Di sera poi, la terza squadra di Milano ha regolato di misura il neo-promosso Bologna del loro vecchio allenatore, gran maestro di calcio e soprattutto di stile e di comportamenti a bordo campo. Bologna che alcuni commentatori hanno bollato come impresentabile per la categoria, e dunque è il caso che i formellesi non si montino troppo la testa. Ma per quello ci ha pensato qualche giorno dopo la formazione di un nostro vecchio amico 😉

Appena 24 ore, e la pillola dell’aver cominciato con un pareggio è stata addolcita in modo del tutto inaspettato, e per questo ancor più gradito.
Poco dopo le 19 ho acceso la tv su Sky con il canale impostato che era ancora quello di Verona-Roma, e in quel momento stava trasmettendo Juventus-Udinese. Al 20′ del secondo tempo la situazione era ancora bloccata sullo 0-0. Come da copione la Juve assediava gli avversari nella loro area, ma senza far loro subire grossi pericoli, e ho deciso di restare a guardare la fine del match. Un po’ per studiare i nostri prossimi avversari, un po’ per gufare, hai visto mai che i friuliani riescano a strappare un punto e dunque livellare la nostra mezza falsa partenza.
A un certo punto, ecco l’impensabile farsi realtà. L’Udinese è riuscita a passare la metà campo, e non si può nemmeno parlare di contropiede perché non è stato un contropiede, solo un’azione offensiva, forse una delle prime della partita per loro. Edenilson scende sulla destra all’altezza dell’area di rigore, fronteggiato da Chiellini. E io lì che penso: coraggio, dai, saltalo, che ci vuole a saltare Chiellini? Al massimo ti stende, avrai mica paura?
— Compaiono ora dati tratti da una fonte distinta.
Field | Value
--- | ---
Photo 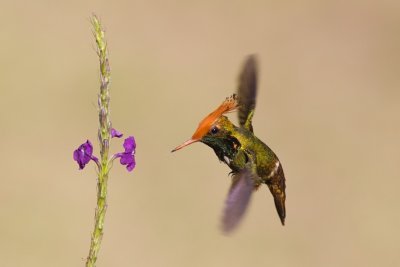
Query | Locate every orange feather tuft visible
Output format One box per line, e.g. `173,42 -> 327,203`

192,94 -> 238,140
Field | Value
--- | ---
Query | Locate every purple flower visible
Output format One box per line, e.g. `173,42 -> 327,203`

111,128 -> 123,138
74,140 -> 99,170
115,136 -> 136,172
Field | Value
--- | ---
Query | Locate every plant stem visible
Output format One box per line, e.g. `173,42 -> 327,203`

86,15 -> 111,267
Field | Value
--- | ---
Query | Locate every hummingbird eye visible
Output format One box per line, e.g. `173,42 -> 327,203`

210,126 -> 219,134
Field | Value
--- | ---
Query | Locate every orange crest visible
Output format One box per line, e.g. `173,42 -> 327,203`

192,94 -> 238,140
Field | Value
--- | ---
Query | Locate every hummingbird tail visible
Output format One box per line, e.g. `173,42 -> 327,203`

267,164 -> 286,225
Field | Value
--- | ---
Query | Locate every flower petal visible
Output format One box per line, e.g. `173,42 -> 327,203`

126,158 -> 136,172
73,140 -> 96,170
111,128 -> 123,138
119,153 -> 133,165
124,136 -> 136,153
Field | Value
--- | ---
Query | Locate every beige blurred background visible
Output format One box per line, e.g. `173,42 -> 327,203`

0,0 -> 400,267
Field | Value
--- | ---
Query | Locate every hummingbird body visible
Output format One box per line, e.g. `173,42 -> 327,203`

172,56 -> 286,232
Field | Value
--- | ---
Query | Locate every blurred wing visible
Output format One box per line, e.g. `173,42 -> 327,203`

222,168 -> 254,233
238,55 -> 257,131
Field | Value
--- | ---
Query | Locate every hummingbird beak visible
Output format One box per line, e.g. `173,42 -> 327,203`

171,139 -> 199,152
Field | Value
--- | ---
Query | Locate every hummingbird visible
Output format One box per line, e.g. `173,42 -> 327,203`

172,55 -> 286,233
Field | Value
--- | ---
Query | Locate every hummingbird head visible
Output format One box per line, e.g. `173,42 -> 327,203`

172,94 -> 238,152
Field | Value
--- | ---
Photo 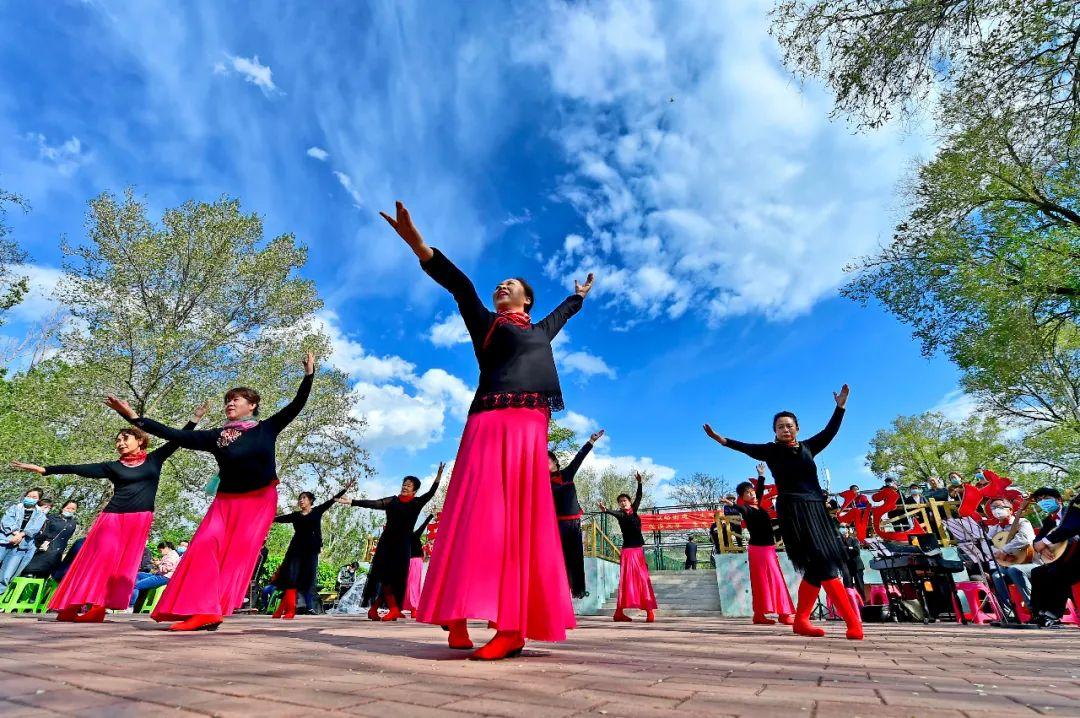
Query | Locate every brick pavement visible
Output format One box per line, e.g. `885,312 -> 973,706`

0,615 -> 1080,718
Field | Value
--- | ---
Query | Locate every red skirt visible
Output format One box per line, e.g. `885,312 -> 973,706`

49,511 -> 153,611
618,546 -> 657,611
746,544 -> 795,615
416,408 -> 576,641
153,485 -> 278,621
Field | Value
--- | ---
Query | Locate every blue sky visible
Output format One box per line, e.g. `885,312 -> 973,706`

0,0 -> 968,493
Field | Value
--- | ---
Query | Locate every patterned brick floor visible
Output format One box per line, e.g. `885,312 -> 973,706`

0,615 -> 1080,718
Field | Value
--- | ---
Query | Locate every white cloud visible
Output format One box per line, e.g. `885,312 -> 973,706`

428,312 -> 471,347
214,54 -> 281,97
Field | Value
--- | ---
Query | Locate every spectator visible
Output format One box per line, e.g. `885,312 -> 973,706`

0,488 -> 52,596
23,501 -> 79,578
131,541 -> 180,607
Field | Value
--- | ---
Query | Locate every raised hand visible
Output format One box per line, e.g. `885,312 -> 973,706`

105,394 -> 138,420
379,202 -> 434,261
704,424 -> 728,445
573,272 -> 593,299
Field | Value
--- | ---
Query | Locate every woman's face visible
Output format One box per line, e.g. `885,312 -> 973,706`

225,395 -> 258,421
117,434 -> 143,457
772,417 -> 799,444
491,279 -> 532,312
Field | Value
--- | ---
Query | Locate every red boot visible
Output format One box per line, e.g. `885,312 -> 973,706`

469,631 -> 525,661
821,579 -> 863,640
75,605 -> 105,623
168,613 -> 221,631
446,619 -> 472,650
792,579 -> 825,638
382,594 -> 405,621
279,588 -> 296,620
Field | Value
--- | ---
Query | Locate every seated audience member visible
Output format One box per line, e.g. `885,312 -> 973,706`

1030,488 -> 1080,627
131,541 -> 180,606
23,501 -> 79,579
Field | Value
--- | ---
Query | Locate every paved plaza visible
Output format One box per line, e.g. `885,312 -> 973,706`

0,615 -> 1080,718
E invece no, la scarica dietro per l’accorrente Kone. Il quale Kone, prima ancora che io abbia tempo di manifestare il mio disappunto per la scelta di Edenilson, di prima intenzione scarica il pallone con una parabola alta e lunga sul secondo palo, a scavalcare tutta la difesa bianconera. E a quel punto, sì che esplodo in un’esclamazione. Non già di disappunto ma di compiaciuta sorpresa, tradotta in un nome e un cognome francesi: CYRIL!!! THEREAU!!!
Che sopraggiunto come un falco la butta in rete da due passi, facendola passare fra le gambe di Buffon; e poi si allontana esultando nel suo solito modo sobrio e singolare, con entrambe la mani alzate all’altezza del petto in una sorta di saluto vulcaniano al contrario, coi palmi all’interno.
Thereau è un onesto mestierante che ho sempre apprezzato, già quando giocava nel Chievo e ci ha castigati allo stesso modo in una o due occasioni. Uno umile e concreto, capace di tessere un oscuro quanto prezioso lavoro di supporto alla squadra, e poi di farsi trovare pronto al momento giusto per dare la zampata decisiva. Un bravo ragazzo, insomma, per cui in quel particolare momento ho provato ancor più stima 🙂

Dopo il vantaggio dell’Udinese la situazione non è cambiata, con la Juve a tenere palla e premere verso l’area avversaria in modo sterile, e i friulani a difendersi con ordine cercando ogni tanto di far ripartire l’azione. E se non fosse stato che, in quell’ultima parte di gara, il compagno in attacco del buon Cyril era Duvan Zapata, grande e grosso e buono sì a far salire la squadra, ma con i piedi fucilati, come ha dimostrato in quel paio di conclusioni flosce in cui si è esibito, il passivo per la banda di Allegri avrebbe potuto essere anche più pesante.